Student family photo used on the Family Class page
Student family photo used on the Family Class page


After working with the brdgFITNESS template, I found that it was cumbersome and took way too much effort to customize for our purposes. Rather than try to make the website fit the template, I scrapped it and went back to the drawing board, designing a new layout that was truer to our goals and focused on providing the content that our target audiences needed.


There was no formal handoff, as I also developed the website. However, I did use the component library, prototype and inspect tool in Figma to inform the development process. These artifacts helped me to develop a Dev site that accurately reflected the prototype. Once the Dev site was proofed and approved by GM Zang, the website was soft launched to gather user feedback.

Additional Refinement

During the soft launch, we implemented a survey to gather user feedback on the redesign. Students were encouraged to participate with a random prize drawing where they could win free school swag by completing the survey. We ended up with over 80 responses. Some of the feedback I implemented included:

  • Add school hours and class schedules (these had been removed while the school was virtual).
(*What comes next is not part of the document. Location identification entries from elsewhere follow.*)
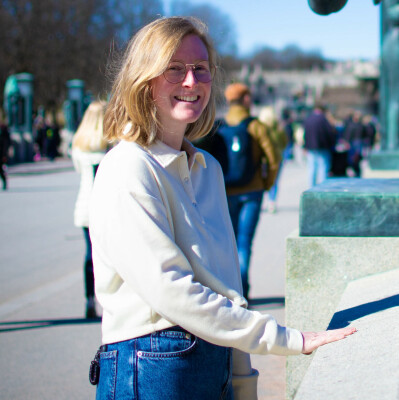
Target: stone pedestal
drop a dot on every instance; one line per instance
(319, 266)
(384, 160)
(363, 366)
(351, 207)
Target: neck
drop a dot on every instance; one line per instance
(173, 137)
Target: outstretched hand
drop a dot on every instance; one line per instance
(313, 340)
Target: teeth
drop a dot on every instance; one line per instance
(187, 98)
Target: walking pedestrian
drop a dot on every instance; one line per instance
(280, 140)
(355, 134)
(245, 196)
(165, 260)
(5, 142)
(88, 149)
(319, 142)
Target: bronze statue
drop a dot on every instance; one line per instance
(389, 75)
(389, 81)
(325, 7)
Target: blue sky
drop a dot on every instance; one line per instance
(351, 33)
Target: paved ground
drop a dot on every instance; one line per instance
(46, 344)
General operating hours were also requested.
  • Clarify some of the language from the Taekwon-Do Encyclopedia (there was confusion about an article title “Meaning of the Patterns”, which provides a general explanation of what patterns represent in Taekwon-Do, while many students clicked it in search of the meaning of their individual pattern, a requirement for testing).
  • Provide more information on the online payment tools (GM Zang had implemented an online payment system that required detailed instructions).
  • Provide navigation connecting color belt and Black Belt resources (especially useful for families who might be testing for multiple belt levels).

Final Solution

Zang TKD Final Desktop View
Zang TKD Final Mobile View


I enjoyed this project very much, because I care deeply about my school and fellow students. It’s personally fulfilling to provide a better user experience for them, to help each one find the tools and resources they need to improve their skills.

Along the way, I learned some valuable lessons. Here are a few reflections:

  • Trust the process. For years, I’ve jumped into design before doing the necessary research to identify the problem and build empathy for the user. On this project, I learned the hard way that jumping right into design wastes valuable time. Eventually, I had to go back to the drawing board by clearly defining the problem, documenting my understanding of the user and designing based on these facts, rather than what a template could provide.
  • Ask the user. The most valuable insights I gained during this project came directly from users. In many cases, the feedback I received contradicted my assumptions and made me rethink my designs.
  • Documentation is key. When I started this project, I based my assumptions on what I thought I knew – past conversations with students and my interpretation of what they needed. By documenting the feedback I received in spreadsheets, I was able to review it all and gain valuable insights, such as how often certain features were requested. This helped inform decisions on what to add, how to organize content and when to leave this as they were.